When Tom Peters introduced the idea of personal branding, he said that regardless of your age and position, unless you understand the importance of personal branding you’re going to be left behind. He said this because who you are, rather than what you do, will increasingly become the source of sustainability in the world of work.

Never has this been more relevant. What does it take to thrive in our new world of work? It takes a willingness to be open to change, to embrace it, and look for the opportunities it holds. As Alvin Toffler the futurist said, those who will succeed in the future are not the most learned and not the most knowledgeable. They’re those who’ve learned how to learn, how to unlearn, and how to relearn.
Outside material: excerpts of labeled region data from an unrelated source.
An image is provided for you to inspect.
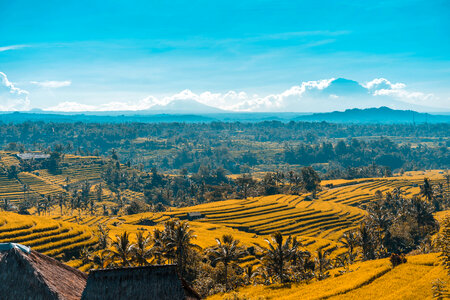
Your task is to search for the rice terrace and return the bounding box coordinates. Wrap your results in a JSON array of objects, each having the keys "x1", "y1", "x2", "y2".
[{"x1": 0, "y1": 0, "x2": 450, "y2": 300}]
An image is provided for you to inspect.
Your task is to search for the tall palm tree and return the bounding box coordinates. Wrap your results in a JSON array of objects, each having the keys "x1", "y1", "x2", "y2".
[
  {"x1": 150, "y1": 228, "x2": 164, "y2": 265},
  {"x1": 314, "y1": 249, "x2": 331, "y2": 280},
  {"x1": 339, "y1": 231, "x2": 358, "y2": 263},
  {"x1": 263, "y1": 232, "x2": 298, "y2": 283},
  {"x1": 133, "y1": 231, "x2": 152, "y2": 266},
  {"x1": 109, "y1": 231, "x2": 135, "y2": 266},
  {"x1": 420, "y1": 177, "x2": 433, "y2": 202},
  {"x1": 207, "y1": 234, "x2": 247, "y2": 291},
  {"x1": 358, "y1": 222, "x2": 375, "y2": 260},
  {"x1": 163, "y1": 221, "x2": 201, "y2": 276}
]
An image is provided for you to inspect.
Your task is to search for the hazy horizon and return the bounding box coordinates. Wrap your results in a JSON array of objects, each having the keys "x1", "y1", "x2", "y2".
[{"x1": 0, "y1": 1, "x2": 450, "y2": 113}]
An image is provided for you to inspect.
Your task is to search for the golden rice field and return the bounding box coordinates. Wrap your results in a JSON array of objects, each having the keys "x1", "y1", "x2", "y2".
[
  {"x1": 0, "y1": 212, "x2": 97, "y2": 258},
  {"x1": 0, "y1": 152, "x2": 448, "y2": 299},
  {"x1": 208, "y1": 254, "x2": 449, "y2": 300}
]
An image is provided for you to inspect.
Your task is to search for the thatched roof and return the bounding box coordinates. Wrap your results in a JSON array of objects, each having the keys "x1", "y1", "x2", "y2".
[
  {"x1": 81, "y1": 265, "x2": 200, "y2": 300},
  {"x1": 17, "y1": 152, "x2": 50, "y2": 160},
  {"x1": 0, "y1": 247, "x2": 87, "y2": 300}
]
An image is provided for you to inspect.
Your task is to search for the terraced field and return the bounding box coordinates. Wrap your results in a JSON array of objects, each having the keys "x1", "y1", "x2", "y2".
[
  {"x1": 207, "y1": 254, "x2": 449, "y2": 300},
  {"x1": 0, "y1": 212, "x2": 97, "y2": 257},
  {"x1": 0, "y1": 175, "x2": 24, "y2": 203},
  {"x1": 0, "y1": 151, "x2": 107, "y2": 203}
]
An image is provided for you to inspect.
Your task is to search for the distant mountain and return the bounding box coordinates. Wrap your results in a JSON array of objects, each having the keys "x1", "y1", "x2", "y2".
[
  {"x1": 0, "y1": 106, "x2": 450, "y2": 124},
  {"x1": 293, "y1": 106, "x2": 450, "y2": 124},
  {"x1": 146, "y1": 99, "x2": 226, "y2": 114}
]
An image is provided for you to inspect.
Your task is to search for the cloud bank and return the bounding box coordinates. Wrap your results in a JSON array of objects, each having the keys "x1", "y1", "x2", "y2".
[
  {"x1": 30, "y1": 80, "x2": 72, "y2": 89},
  {"x1": 46, "y1": 78, "x2": 442, "y2": 112},
  {"x1": 0, "y1": 72, "x2": 444, "y2": 112},
  {"x1": 0, "y1": 72, "x2": 30, "y2": 111}
]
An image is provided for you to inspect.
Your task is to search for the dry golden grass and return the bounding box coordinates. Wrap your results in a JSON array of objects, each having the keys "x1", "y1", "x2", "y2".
[{"x1": 208, "y1": 254, "x2": 448, "y2": 300}]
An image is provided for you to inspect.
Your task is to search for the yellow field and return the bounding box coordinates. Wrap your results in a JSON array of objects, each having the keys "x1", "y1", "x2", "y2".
[
  {"x1": 0, "y1": 152, "x2": 449, "y2": 299},
  {"x1": 208, "y1": 254, "x2": 448, "y2": 300},
  {"x1": 0, "y1": 212, "x2": 97, "y2": 257}
]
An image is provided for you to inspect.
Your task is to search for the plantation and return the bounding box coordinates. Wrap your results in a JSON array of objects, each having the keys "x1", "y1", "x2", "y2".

What do you need to unlearn?

It’s a big question, perhaps starting with giving yourself permission to interrogate everything you think you already know. Ask yourself:

“What are my comfort bubbles and what triggers my internal resistance?”

The key lies in your openness to being challenged, to seek out information that contradicts your assumptions. Only you will know what needs to go.

How do we relearn?

Be open to other perspectives. Look for people with diverse opinions. Believe in yourself. Be brave. Be vulnerable. Be willing to step out of your psychological comfort zone and have faith that you won’t lose your place in the world [at least not forever]. Take comfort in the fact that all healthy humans have an inner stream of criticism and doubt. Approach new learning in a mindful and productive way. Accept and respect your emotions and then act on your values. Becoming emotionally agile will lower your stress, increase your idea generation, and improve your job performance.

Handy.

In her book Big Magic, Elizabeth Gilbert defines creative living:

 “I happen to believe we are all walking repositories of buried treasure. I believe this is one of the oldest and most generous tricks the universe plays on us human beings, both for its own amusement and for ours: The universe buries strange jewels deep within us all, and then stands back to see if we can find them. The hunt to uncover those jewels – that’s creative living. The courage to go on that hunt in the first place – that’s what separates a mundane existence from a more enchanted one. The often-surprising results of that hunt – that’s what I call Big Magic.”

 I like to call it personal relearning.